Eco Editorial

Entre sobornos y discursos: la farsa política

En los comederos políticos de muchos pueblos —no necesariamente dominicanos— suele comentarse que la opulencia y prepotencia de ciertos “onorables” no proviene precisamente de los generosos salarios que devengan, sino de los sobornos y favores gestionados por cabilderos que representan intereses privados deseosos de ver aprobadas leyes y resoluciones a su medida.

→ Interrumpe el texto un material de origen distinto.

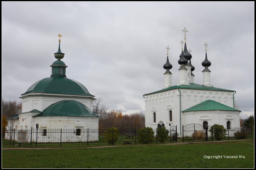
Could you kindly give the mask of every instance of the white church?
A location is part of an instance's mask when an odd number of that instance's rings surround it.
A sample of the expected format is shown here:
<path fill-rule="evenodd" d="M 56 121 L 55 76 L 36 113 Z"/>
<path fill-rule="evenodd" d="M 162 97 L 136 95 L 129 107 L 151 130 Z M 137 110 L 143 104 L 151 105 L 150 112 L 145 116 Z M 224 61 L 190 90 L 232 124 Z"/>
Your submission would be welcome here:
<path fill-rule="evenodd" d="M 67 66 L 61 60 L 64 55 L 60 50 L 62 36 L 60 34 L 58 36 L 58 50 L 54 53 L 57 60 L 50 66 L 51 76 L 35 83 L 21 95 L 22 112 L 10 118 L 15 121 L 13 129 L 37 128 L 45 131 L 40 135 L 43 138 L 50 137 L 47 129 L 75 129 L 72 135 L 79 141 L 85 141 L 87 138 L 81 136 L 81 129 L 99 128 L 99 117 L 92 111 L 95 99 L 82 84 L 67 78 Z M 43 140 L 41 138 L 39 142 Z"/>
<path fill-rule="evenodd" d="M 162 89 L 143 95 L 145 98 L 145 125 L 155 129 L 164 126 L 167 129 L 177 125 L 177 132 L 182 134 L 182 125 L 196 123 L 204 126 L 215 124 L 225 128 L 240 127 L 241 111 L 235 108 L 234 95 L 235 91 L 215 87 L 211 83 L 211 62 L 205 58 L 202 63 L 203 82 L 194 82 L 192 72 L 195 67 L 191 64 L 192 55 L 187 49 L 184 28 L 185 44 L 178 63 L 180 65 L 179 80 L 173 85 L 172 65 L 169 62 L 168 47 L 167 61 L 163 65 L 166 71 L 164 74 L 164 84 Z"/>

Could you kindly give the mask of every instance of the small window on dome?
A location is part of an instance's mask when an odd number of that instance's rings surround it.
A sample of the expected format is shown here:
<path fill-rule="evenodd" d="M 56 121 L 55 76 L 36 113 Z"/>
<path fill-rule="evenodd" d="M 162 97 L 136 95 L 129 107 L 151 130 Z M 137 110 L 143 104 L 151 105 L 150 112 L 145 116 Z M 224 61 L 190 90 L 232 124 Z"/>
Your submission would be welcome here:
<path fill-rule="evenodd" d="M 61 67 L 59 69 L 59 74 L 63 74 L 63 68 L 62 67 Z"/>

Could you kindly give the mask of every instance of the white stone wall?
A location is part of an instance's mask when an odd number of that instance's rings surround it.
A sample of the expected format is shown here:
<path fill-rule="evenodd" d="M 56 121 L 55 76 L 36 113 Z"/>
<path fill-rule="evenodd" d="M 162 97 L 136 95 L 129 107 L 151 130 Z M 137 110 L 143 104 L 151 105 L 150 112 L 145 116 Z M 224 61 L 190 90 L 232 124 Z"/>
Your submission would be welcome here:
<path fill-rule="evenodd" d="M 98 117 L 68 117 L 49 116 L 36 117 L 33 127 L 38 123 L 40 128 L 95 129 L 99 128 Z"/>
<path fill-rule="evenodd" d="M 164 85 L 163 89 L 166 89 L 172 86 L 172 73 L 167 73 L 164 75 Z"/>
<path fill-rule="evenodd" d="M 205 86 L 213 86 L 211 84 L 211 71 L 203 71 L 203 85 Z"/>
<path fill-rule="evenodd" d="M 51 105 L 62 100 L 74 100 L 80 102 L 93 110 L 93 101 L 92 96 L 73 95 L 47 93 L 29 93 L 22 96 L 22 112 L 29 112 L 36 109 L 42 112 Z"/>
<path fill-rule="evenodd" d="M 192 106 L 207 100 L 216 101 L 231 107 L 233 107 L 233 93 L 232 91 L 218 90 L 204 90 L 198 89 L 180 89 L 181 97 L 181 110 L 185 110 Z M 188 115 L 181 113 L 181 124 L 180 123 L 180 92 L 177 89 L 170 90 L 146 95 L 145 99 L 145 125 L 154 129 L 157 128 L 157 124 L 164 123 L 168 128 L 171 126 L 177 125 L 178 132 L 180 133 L 180 127 L 182 125 L 189 123 L 198 123 L 199 118 L 193 122 L 192 118 Z M 172 112 L 173 121 L 169 120 L 169 110 Z M 156 122 L 153 122 L 153 113 L 155 112 Z M 212 117 L 211 123 L 221 123 L 226 126 L 225 116 L 230 113 L 217 113 L 216 115 L 223 114 L 223 116 L 218 117 L 218 119 L 214 116 Z M 234 119 L 232 124 L 236 127 L 240 127 L 239 114 L 233 115 Z M 202 116 L 202 115 L 201 115 Z M 224 116 L 224 117 L 223 117 Z M 226 124 L 225 124 L 226 123 Z M 233 126 L 235 127 L 235 126 Z"/>
<path fill-rule="evenodd" d="M 240 127 L 239 111 L 206 111 L 188 112 L 183 113 L 185 118 L 184 125 L 195 123 L 203 125 L 204 121 L 208 122 L 208 125 L 212 126 L 215 124 L 223 125 L 227 128 L 227 123 L 231 122 L 231 128 Z"/>

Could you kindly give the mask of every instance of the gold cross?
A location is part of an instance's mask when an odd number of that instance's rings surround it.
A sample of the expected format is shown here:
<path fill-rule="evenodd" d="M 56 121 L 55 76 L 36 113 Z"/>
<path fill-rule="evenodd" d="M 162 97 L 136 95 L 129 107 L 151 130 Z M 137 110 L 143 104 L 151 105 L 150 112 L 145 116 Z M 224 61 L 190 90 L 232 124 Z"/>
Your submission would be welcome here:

No afirmo ni niego la veracidad absoluta de tales comentarios. Sin embargo, la sospecha no surge en el vacío. Existe, sobre todo en amplios sectores de la clase media, una percepción arraigada de que donde hay un interés económico relevante, suele aparecer la mano invisible de algún legislador, síndico o dirigente sindical dispuesto a armar cualquier embrollo con tal de obtener ventajas personales.

El problema no radica solo en la corrupción directa, sino en la cultura política que la tolera. Cuando quienes deben legislar se convierten en beneficiarios de lo que legislan, el conflicto de interés deja de ser una excepción para convertirse en norma. Y si sobra algo del pastel, se reparten las migajas entre estructuras paralelas, ONG supuestamente benéficas y programas asistenciales financiados con recursos públicos.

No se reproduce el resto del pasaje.